In my last post I introduced the concept of using white listing in order to review firewall logs. I discussed how this process can both simplify as well as expedite the log review process, by automating much of the up front work. In this post we will look at some actual examples, as well as start creating a firewall log parsing script.
The basics of grep
In order to show you the process of white listing your firewall logs, I am going to use grep. Grep is a standard Linux/UNIX tool, with free versions available for Windows (grab both the Binaries as well as the Dependencies). Grep is certainly not the most efficient tool for the job, but it is by far the simplest to learn. If you are a Perl, PHP, AWK&SED, SQL, etc. guru, by all means stick with your tool of choice. Simply mimic the process I’ve defined here using your appropriate command set.

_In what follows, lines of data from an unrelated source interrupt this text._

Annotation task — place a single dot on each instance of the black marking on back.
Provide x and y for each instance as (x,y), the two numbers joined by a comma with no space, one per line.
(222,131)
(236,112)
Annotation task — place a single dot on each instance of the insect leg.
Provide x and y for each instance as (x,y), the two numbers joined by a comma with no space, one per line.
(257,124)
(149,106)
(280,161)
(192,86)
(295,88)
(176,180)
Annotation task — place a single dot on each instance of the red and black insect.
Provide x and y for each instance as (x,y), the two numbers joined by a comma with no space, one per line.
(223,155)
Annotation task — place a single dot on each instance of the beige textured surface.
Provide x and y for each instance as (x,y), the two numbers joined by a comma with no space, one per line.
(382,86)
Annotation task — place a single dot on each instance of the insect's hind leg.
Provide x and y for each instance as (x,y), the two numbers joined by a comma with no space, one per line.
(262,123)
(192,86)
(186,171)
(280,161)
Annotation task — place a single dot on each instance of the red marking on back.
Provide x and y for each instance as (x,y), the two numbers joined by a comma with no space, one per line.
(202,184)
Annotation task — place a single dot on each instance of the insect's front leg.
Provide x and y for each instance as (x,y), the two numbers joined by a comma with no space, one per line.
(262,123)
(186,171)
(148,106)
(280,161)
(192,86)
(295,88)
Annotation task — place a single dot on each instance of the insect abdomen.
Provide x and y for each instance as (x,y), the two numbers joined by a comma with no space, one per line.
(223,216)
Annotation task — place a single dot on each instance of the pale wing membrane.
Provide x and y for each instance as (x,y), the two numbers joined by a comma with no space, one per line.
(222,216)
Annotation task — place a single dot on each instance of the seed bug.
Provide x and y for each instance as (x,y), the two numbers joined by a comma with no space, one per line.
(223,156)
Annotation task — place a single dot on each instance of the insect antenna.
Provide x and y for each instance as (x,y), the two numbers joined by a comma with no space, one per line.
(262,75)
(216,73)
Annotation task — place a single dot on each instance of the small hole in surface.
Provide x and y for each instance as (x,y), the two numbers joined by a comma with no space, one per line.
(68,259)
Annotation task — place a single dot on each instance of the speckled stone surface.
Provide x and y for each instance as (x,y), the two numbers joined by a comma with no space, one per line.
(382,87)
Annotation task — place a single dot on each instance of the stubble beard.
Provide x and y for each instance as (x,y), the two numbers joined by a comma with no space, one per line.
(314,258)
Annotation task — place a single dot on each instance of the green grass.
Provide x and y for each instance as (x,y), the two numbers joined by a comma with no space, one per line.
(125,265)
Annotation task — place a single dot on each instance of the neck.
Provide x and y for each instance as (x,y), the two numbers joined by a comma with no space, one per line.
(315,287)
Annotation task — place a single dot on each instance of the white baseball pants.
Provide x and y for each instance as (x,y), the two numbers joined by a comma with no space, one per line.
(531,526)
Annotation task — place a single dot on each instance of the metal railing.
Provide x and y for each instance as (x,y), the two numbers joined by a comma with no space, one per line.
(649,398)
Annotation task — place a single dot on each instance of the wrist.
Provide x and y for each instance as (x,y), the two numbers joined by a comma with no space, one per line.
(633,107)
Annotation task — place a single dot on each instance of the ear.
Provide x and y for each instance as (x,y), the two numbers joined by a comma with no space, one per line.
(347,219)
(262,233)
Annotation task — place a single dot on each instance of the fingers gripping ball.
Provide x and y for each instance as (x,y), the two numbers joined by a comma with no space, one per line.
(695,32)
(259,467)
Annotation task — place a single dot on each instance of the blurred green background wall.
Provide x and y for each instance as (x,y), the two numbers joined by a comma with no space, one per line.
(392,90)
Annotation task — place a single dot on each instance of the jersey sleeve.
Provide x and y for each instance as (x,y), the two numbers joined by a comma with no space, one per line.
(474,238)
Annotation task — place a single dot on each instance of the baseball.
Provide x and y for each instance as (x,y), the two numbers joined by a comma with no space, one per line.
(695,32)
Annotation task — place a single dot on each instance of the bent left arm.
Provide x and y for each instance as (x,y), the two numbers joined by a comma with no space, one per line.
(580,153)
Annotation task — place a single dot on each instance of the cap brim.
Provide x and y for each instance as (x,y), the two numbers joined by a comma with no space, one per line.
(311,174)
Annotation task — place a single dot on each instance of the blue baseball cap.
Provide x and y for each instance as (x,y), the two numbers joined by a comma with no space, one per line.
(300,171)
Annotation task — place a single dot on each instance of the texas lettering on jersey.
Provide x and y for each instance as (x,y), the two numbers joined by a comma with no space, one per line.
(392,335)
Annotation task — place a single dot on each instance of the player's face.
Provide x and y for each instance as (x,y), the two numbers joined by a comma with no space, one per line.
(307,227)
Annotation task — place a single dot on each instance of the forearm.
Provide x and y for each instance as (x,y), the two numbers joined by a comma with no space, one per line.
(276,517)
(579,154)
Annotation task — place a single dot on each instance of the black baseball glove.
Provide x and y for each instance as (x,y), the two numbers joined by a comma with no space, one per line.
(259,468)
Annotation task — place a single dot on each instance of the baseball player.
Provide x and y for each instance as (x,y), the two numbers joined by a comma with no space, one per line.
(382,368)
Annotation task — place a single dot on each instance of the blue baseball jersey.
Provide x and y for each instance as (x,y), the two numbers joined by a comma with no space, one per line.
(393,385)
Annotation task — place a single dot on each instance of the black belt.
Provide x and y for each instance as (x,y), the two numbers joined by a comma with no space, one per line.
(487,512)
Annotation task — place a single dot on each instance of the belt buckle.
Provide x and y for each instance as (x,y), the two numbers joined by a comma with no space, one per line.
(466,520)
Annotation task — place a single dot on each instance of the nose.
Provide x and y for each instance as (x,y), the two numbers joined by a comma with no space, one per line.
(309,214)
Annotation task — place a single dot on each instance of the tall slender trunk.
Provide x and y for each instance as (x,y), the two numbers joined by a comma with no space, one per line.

Grep is a pattern-matching tool. It allows you to search one or more files looking for a specific pattern. When the pattern is found, the entire line is printed out. So for example the command:
grep 192.168.1.10 firewall.log
would produce all lines in the file “firewall.log” that contains the IP address “192.168.1.10”. Grep has a number of supported switches, but the only one we need for firewall log review is the “-v” switch. This switch tells grep to match all lines that DO NOT contain the specified pattern. So for example:
grep –v 192.168.1.10 firewall.log
would only print out lines that do not contain the specified IP address.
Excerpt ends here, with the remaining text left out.